Here’s looking at you, invitedmedia, discreet_chaos and Flotsam
Steve Safran September 30th, 2007
The NY Times has an article on the concept of blog commenters as their own shtick. It seems there are even blogs out there where people will fight to see who can come up with the most smart-assy of smart-ass comments. Imagine! (No need for that here, what with me being the Managing Editor of said responsibility.) The idea for the article is that blog commenters add to the life of the blog by becoming characters in the play. They inhabit roles - dramatis personae - in our little tragicomedies. Good idea for an article - or even a sophomore sociology paper - but the Times comes off … so… Timesy in its execution:
Since many blogs have a readership of one — or, at best, the writer, his mother and some guy he sat next to in seventh grade who found him on Google — piggybacking on a more popular site offers a wider audience for a keyboard jockey’s gripes and quips.
To paraphrase a well-worn observation: You ever notice how old people repeat themselves a lot?


7 Comments Add your own
1. Charles | September 30th, 2007 at 8:10 pm
Aw, I’m a very minor recurring character in the tragicomedy that is Lost Remote! I wonder if I can put that on my resume?
2. Hussman | October 1st, 2007 at 6:11 am
;)
Or you can click on my name to hear the wise words of Coach McGurik about the NY Times.
3. Hussman | October 1st, 2007 at 6:12 am
Well, I guess URLs *aren’t* stripped by the SPAM filter… so now this makes three posts.
Guess which blog character I’ve become?
4. Safran | October 1st, 2007 at 7:32 am
The guy from Groundhog Day?
5. invitedmedia | October 1st, 2007 at 8:52 am
although that’s pretty good company, shame on those two if that’s what they were doing.
6. discreet_chaos | October 1st, 2007 at 1:30 pm
I’m not sure about some of the characterizations in the story and though it may apply to some other sites a little more than here, but there has to be something about community.

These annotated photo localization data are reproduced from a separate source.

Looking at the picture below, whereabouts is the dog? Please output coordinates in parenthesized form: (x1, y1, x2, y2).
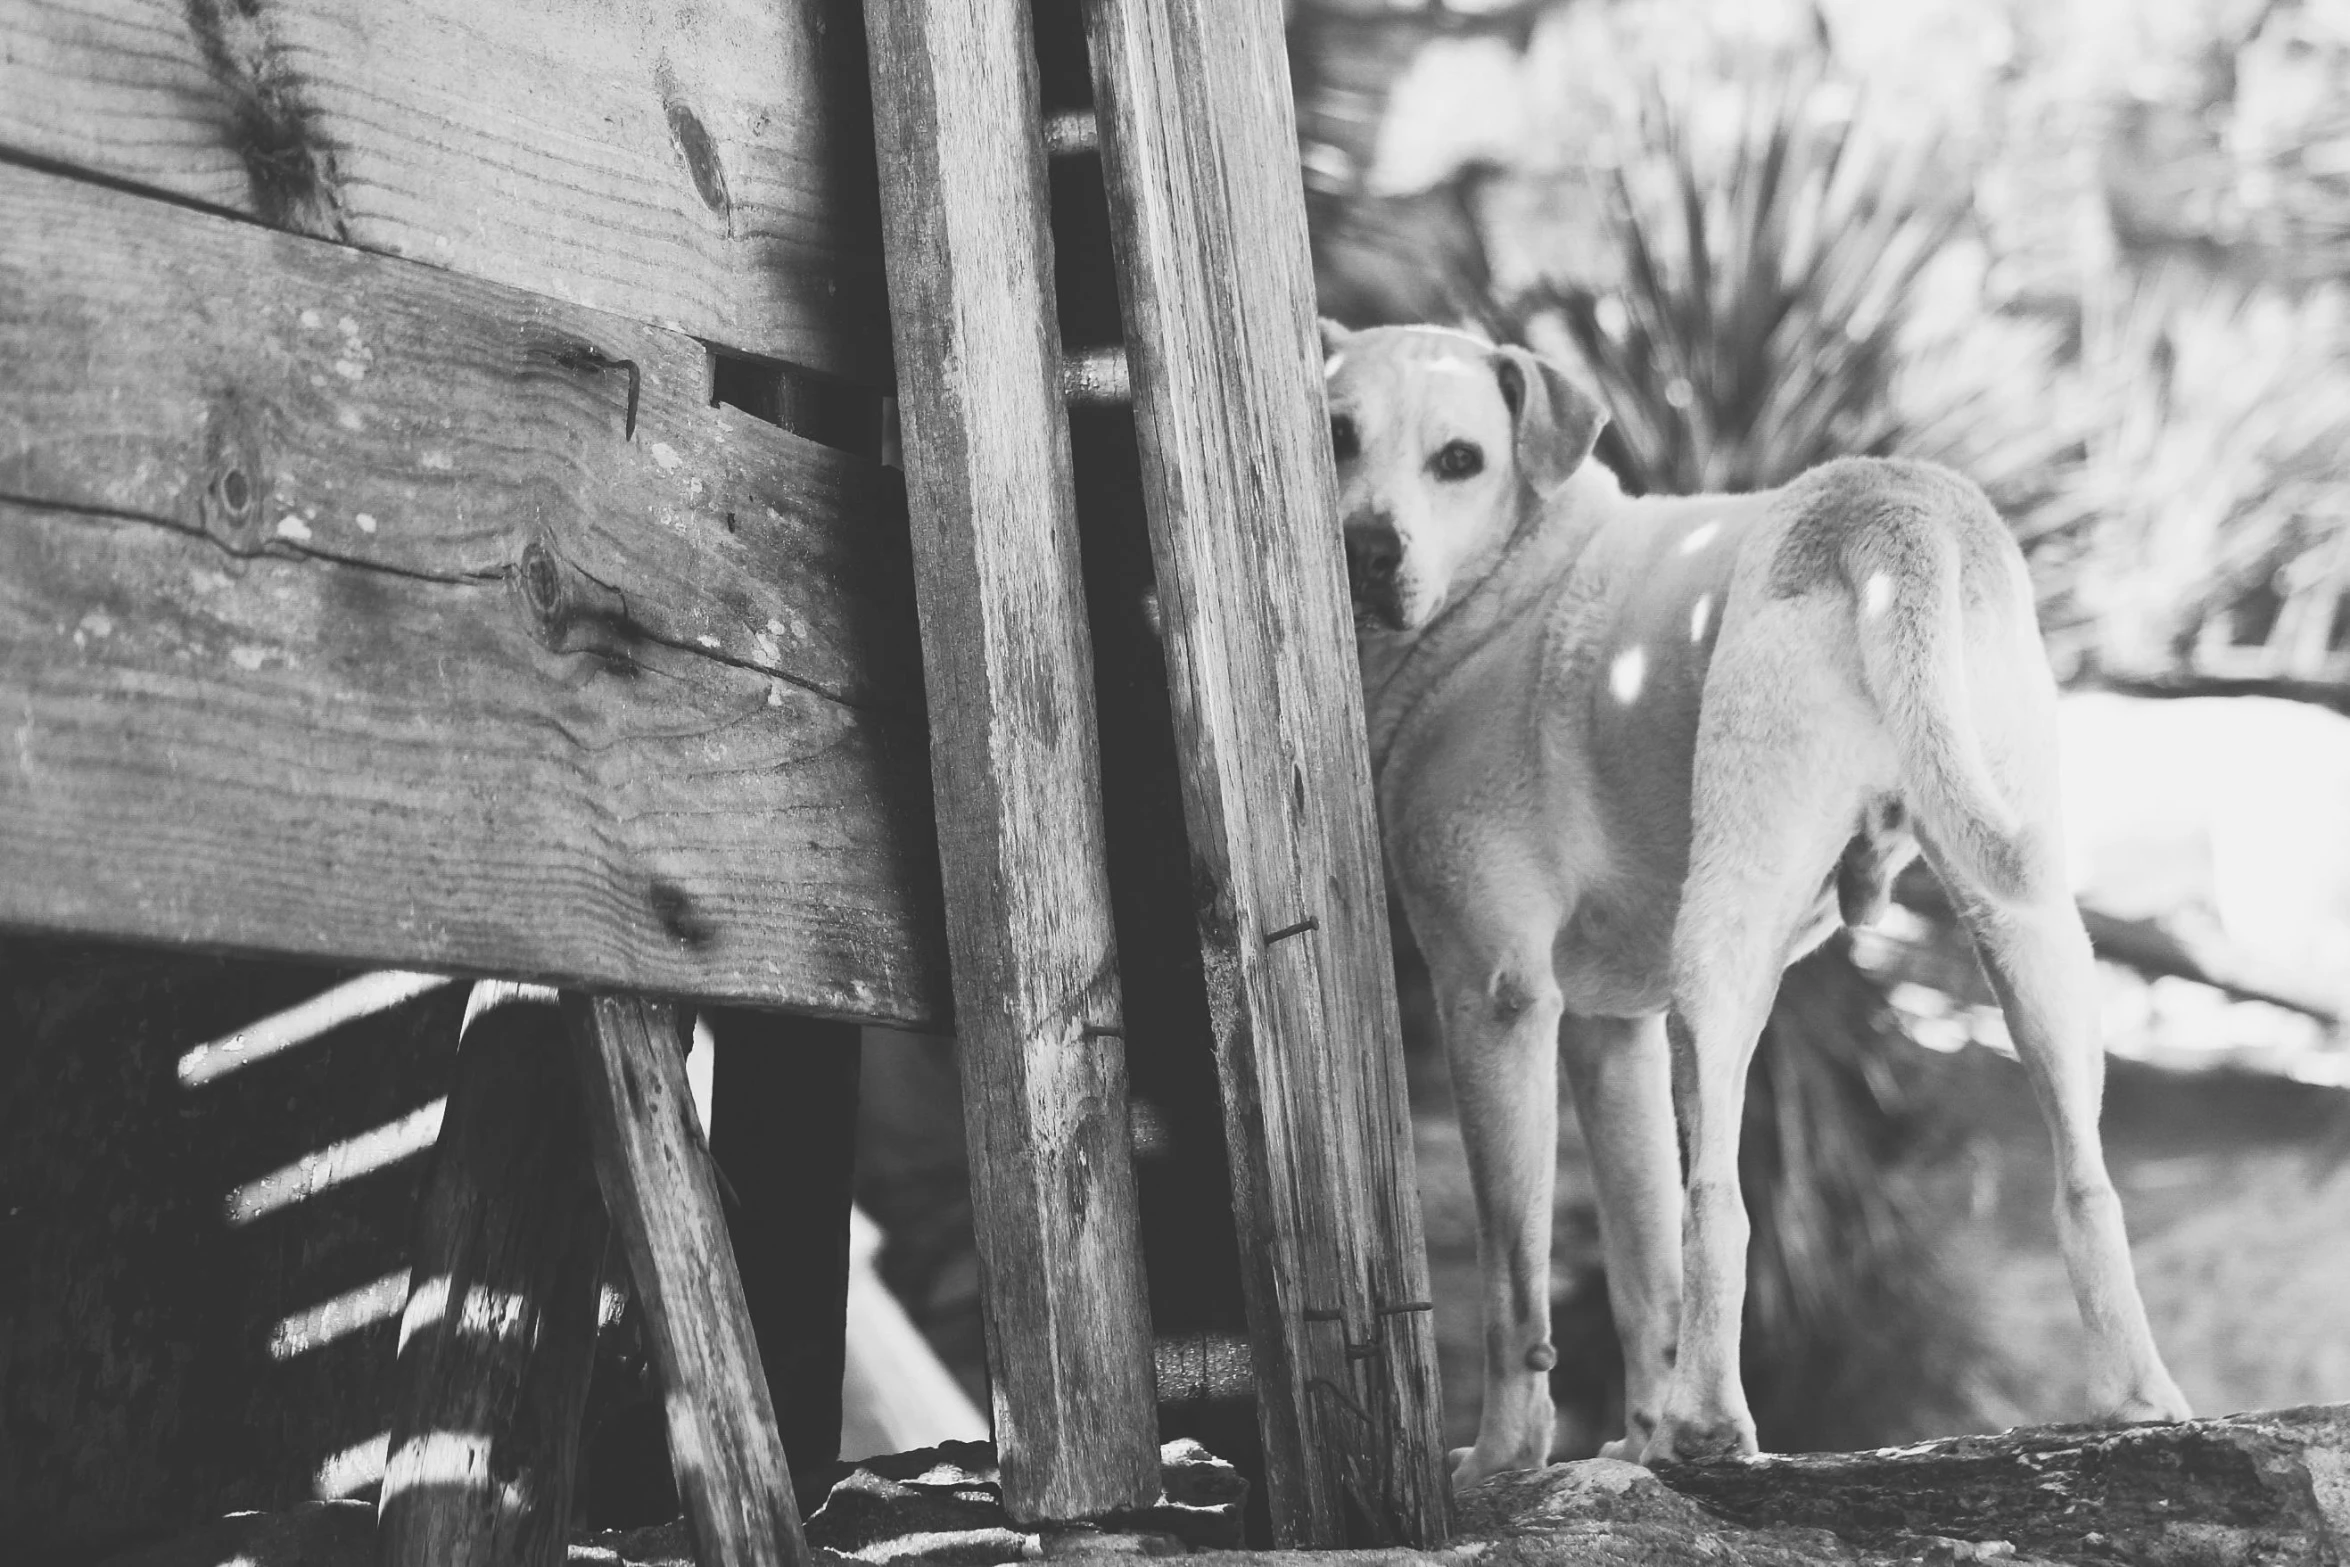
(1319, 321, 2191, 1485)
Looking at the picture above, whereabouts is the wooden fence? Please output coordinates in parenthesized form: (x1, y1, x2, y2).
(0, 0, 1451, 1559)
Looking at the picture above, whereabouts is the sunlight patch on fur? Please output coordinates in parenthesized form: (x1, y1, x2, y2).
(1609, 645, 1647, 704)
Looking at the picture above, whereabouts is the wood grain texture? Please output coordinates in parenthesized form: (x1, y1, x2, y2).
(863, 0, 1162, 1523)
(1081, 0, 1453, 1546)
(379, 986, 605, 1567)
(0, 0, 890, 379)
(0, 160, 948, 1022)
(566, 992, 808, 1567)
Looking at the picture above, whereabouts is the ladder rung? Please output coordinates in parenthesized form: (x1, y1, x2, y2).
(1060, 344, 1131, 407)
(1153, 1330, 1254, 1407)
(1041, 107, 1099, 159)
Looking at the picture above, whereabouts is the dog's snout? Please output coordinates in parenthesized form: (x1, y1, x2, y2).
(1347, 523, 1402, 588)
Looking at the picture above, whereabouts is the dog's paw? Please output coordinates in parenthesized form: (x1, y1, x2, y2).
(1640, 1410, 1758, 1468)
(1449, 1441, 1548, 1490)
(1596, 1412, 1659, 1466)
(2101, 1376, 2191, 1426)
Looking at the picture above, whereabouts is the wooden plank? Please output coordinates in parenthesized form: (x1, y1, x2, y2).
(0, 160, 949, 1022)
(862, 0, 1161, 1523)
(0, 0, 890, 380)
(1081, 1, 1453, 1546)
(380, 984, 605, 1567)
(566, 992, 808, 1567)
(1030, 0, 1270, 1501)
(706, 1008, 861, 1477)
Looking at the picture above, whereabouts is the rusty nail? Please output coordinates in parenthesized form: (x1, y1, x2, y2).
(557, 344, 643, 440)
(1264, 915, 1319, 947)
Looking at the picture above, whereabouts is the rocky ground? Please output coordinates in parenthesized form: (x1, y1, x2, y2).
(95, 1406, 2350, 1567)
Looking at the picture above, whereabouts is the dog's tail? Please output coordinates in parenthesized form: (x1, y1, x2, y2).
(1846, 511, 2035, 904)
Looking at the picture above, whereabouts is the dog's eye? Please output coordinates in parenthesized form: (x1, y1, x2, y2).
(1432, 439, 1484, 480)
(1331, 413, 1359, 463)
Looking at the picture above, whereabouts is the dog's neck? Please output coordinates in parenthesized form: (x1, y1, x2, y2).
(1357, 461, 1622, 777)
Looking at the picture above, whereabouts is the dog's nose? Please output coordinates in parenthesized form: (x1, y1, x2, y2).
(1347, 524, 1401, 590)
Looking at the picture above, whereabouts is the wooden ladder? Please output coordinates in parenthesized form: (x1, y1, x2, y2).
(865, 0, 1453, 1551)
(374, 2, 1453, 1562)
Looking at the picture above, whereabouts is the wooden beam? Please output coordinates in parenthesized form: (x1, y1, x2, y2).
(0, 160, 948, 1022)
(706, 1008, 862, 1477)
(1890, 865, 2343, 1027)
(1080, 0, 1452, 1546)
(0, 0, 891, 380)
(566, 992, 807, 1567)
(863, 0, 1161, 1523)
(380, 984, 605, 1567)
(2082, 668, 2350, 719)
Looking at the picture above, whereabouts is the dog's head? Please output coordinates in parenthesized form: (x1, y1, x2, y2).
(1321, 322, 1605, 634)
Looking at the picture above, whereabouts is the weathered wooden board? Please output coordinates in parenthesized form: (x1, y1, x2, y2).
(380, 986, 606, 1567)
(566, 993, 808, 1567)
(0, 0, 891, 380)
(1083, 0, 1453, 1546)
(864, 0, 1162, 1523)
(0, 160, 947, 1022)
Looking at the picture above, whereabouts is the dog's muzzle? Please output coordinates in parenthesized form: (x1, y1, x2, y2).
(1346, 522, 1405, 630)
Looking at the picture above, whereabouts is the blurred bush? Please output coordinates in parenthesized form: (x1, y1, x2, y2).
(1475, 58, 1968, 496)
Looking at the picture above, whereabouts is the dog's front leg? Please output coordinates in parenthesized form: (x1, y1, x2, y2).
(1438, 954, 1565, 1487)
(1559, 1010, 1682, 1462)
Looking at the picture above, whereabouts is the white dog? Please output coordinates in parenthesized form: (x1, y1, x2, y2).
(1320, 322, 2190, 1484)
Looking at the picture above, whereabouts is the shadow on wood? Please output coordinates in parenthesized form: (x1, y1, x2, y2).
(565, 993, 808, 1567)
(380, 983, 606, 1567)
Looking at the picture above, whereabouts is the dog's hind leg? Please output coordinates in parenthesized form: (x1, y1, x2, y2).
(1890, 560, 2188, 1425)
(1645, 632, 1866, 1466)
(1934, 848, 2191, 1424)
(1431, 925, 1567, 1487)
(1560, 1010, 1682, 1463)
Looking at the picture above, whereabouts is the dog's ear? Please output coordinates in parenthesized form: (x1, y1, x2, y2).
(1318, 317, 1354, 363)
(1493, 345, 1605, 494)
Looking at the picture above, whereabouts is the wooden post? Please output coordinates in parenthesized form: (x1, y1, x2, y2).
(705, 1008, 862, 1478)
(565, 993, 808, 1567)
(1079, 0, 1454, 1546)
(862, 0, 1162, 1523)
(380, 984, 606, 1567)
(1031, 0, 1268, 1517)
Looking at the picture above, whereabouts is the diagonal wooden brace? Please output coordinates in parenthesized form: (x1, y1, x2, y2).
(565, 992, 810, 1567)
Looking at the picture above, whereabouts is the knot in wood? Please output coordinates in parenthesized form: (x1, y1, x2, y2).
(201, 395, 267, 549)
(665, 102, 732, 220)
(519, 540, 569, 642)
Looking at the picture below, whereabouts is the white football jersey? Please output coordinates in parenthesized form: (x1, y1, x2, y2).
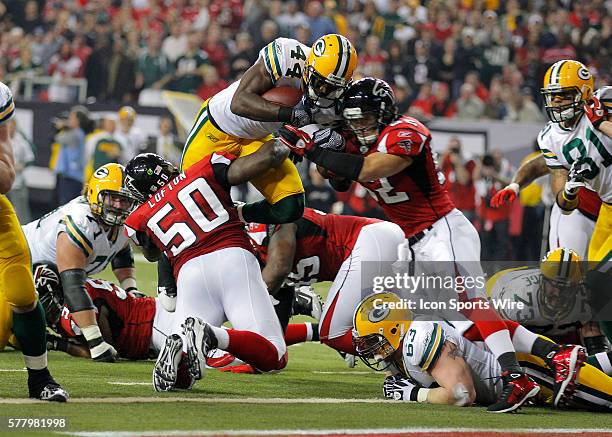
(207, 38, 337, 139)
(400, 319, 502, 405)
(0, 81, 15, 125)
(22, 196, 130, 274)
(487, 267, 590, 336)
(594, 86, 612, 115)
(538, 88, 612, 203)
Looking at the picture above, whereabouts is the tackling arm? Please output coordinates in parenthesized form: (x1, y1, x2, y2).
(230, 60, 285, 122)
(490, 154, 550, 208)
(261, 223, 297, 295)
(225, 139, 290, 186)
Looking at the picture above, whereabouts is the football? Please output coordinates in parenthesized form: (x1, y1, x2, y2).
(262, 86, 303, 107)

If you look at Gawker’s Jezebel, you’d see a great example of where there’s a site with some bloggers, but it’s the commenters who make it a community. That’s a little less true here, only because there’s just fewer of us frequent commenters, but hopefully those of us who do regularly participate are helping keep the conversation going and hopefully, we are adding to LR’s sense of community.
(Glad to be of service — Virtual beers all around)
7. Howard Owens | October 1st, 2007 at 9:28 pm
Old news late. This story is about four years old. Kind of tells you how far behind the times the Times is (and the rest of my newspaper colleagues.)